The clear message is that enforcement action can arise in any jurisdiction in which a corporate does business – the ‘home’ regulator is no longer the only one to watch.

De-risking - the dilemma and the dangers

The terms of settlements and DPAs, combined with an attempt to respond to the new regulatory environment, have caused banks to de-risk their books, shedding categories of customers and business in sectors and countries considered to pose a high-risk of AML.

However, firms are now facing criticism from regulators for their approach to de-risking:

  • effective money-laundering risk management need not result in wholesale de-risking;
  • de-risking adversely affects particular sectors (including charities, NGOs, Fin Tech companies and money service businesses) and particular business activity, notably correspondent banking;
  • it forces customers towards smaller or more marginalised financial institutions with less resources available to combat money laundering; and
  • it undermines the principles of access to banking by precluding whole groups.

The FCA acknowledges that banks are seeking to comply with legal and regulatory requirements and that there is a fine balance to be struck. It has said that it requires banks to put in place and maintain policies and procedures to identify, assess and manage money-laundering risk. These policies and procedures must be comprehensive and proportionate to the nature, scale and complexity of the bank’s activities.

It seems likely that ‘appropriate procedures’ will be interpreted as requiring a firm to take an effective, judgment-based approach to accepting or maintaining individual business relationships. 

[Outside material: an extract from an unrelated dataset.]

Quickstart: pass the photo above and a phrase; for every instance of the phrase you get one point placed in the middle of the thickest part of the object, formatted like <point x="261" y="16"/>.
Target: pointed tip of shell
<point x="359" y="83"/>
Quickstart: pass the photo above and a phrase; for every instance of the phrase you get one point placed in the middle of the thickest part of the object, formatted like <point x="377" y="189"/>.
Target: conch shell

Broad and generic de-risking may bring adverse regulatory attention. The warning has been sounded that the FCA’s ongoing AML work will now consider whether firms’ de-risking strategies give rise to consumer protection and/or competition issues.

Next steps

  • Analyse your approach to de-risking, with a move away from generic to bespoke;
  • be ready to justify de-risking decisions to the regulator. The use of blended risk analysis (e.g. AML and ABC or AML and sanctions) may help in articulating risk management decisions;
  • look out for the following further developments:
    • further guidance from the FCA on how to approach de-risking; and
    • FAFT is gathering evidence in preparation of a report on the causes, scale and impact of de-risking. A FAFT report on terrorist financing is due this autumn, and the UK will be assessed by FAFT in 2016.